CBDC in HK🇭🇰 The Hong Kong Monetary Authority (HKMA) has published a technical whitepaper on retail central bank digital currency (CBDC), strengthening its position to launch a digital fiat. Titled ‘e-HKD: A technical perspective’, the whitepaper explores the idea and feasibility of launching a digital Hong Kong dollar (e-HKD) for its domestic and cross-border markets.
Google’s bet on Africa💸 Google will invest $1B in Africa in the next five years to enhance its internet connectivity and help startup companies get some financial backing, according to a CNET report. The search platform announced an Africa Investment Fund that will give startups access to its employees and technology during the Google for Africa event, the report said. Google is also teaming with nonprofit Kiva to offer $10M in low-interest loans for small businesses in Ghana, Kenya, Nigeria, and South Africa.
💸 Following the Money
Australian global payments platform EML Payments has received the go-ahead from French and UK financial regulators to purchase open banking company Sentenial Group for an upfront enterprise value of 70M euros (A$108.6M), in addition to an earn-out component of up to 40M euros (A$62.1M).

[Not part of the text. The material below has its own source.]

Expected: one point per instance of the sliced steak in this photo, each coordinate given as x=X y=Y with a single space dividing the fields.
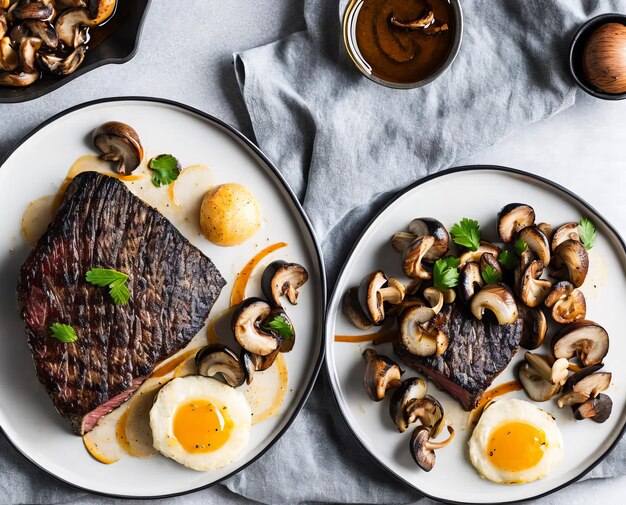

The B2B payments platform VertoFX has raised $10M in Series A funding to help expand the list of currencies on its platform. The London and Nigeria-based company allows small and medium-sized businesses to pay suppliers, focusing on emerging markets.
Mexico-based Konfio has secured $110M in Series E funding round at $1.3B a valuation led by Tarsadia Capital for expansion and platform improvement.
Last-mile FinTech lender Progcap closed a $30M Series C funding round led by existing investor Tiger Global Management and new backer Creation Investments, with additional participation from Sequoia Capital India. The startup offers funding opportunities to small- to medium-sized businesses (SMBs), which comprise the majority of India’s economy. Progcap extends last-mile capital via FinTech products that automate the movement of funding across the supply chain.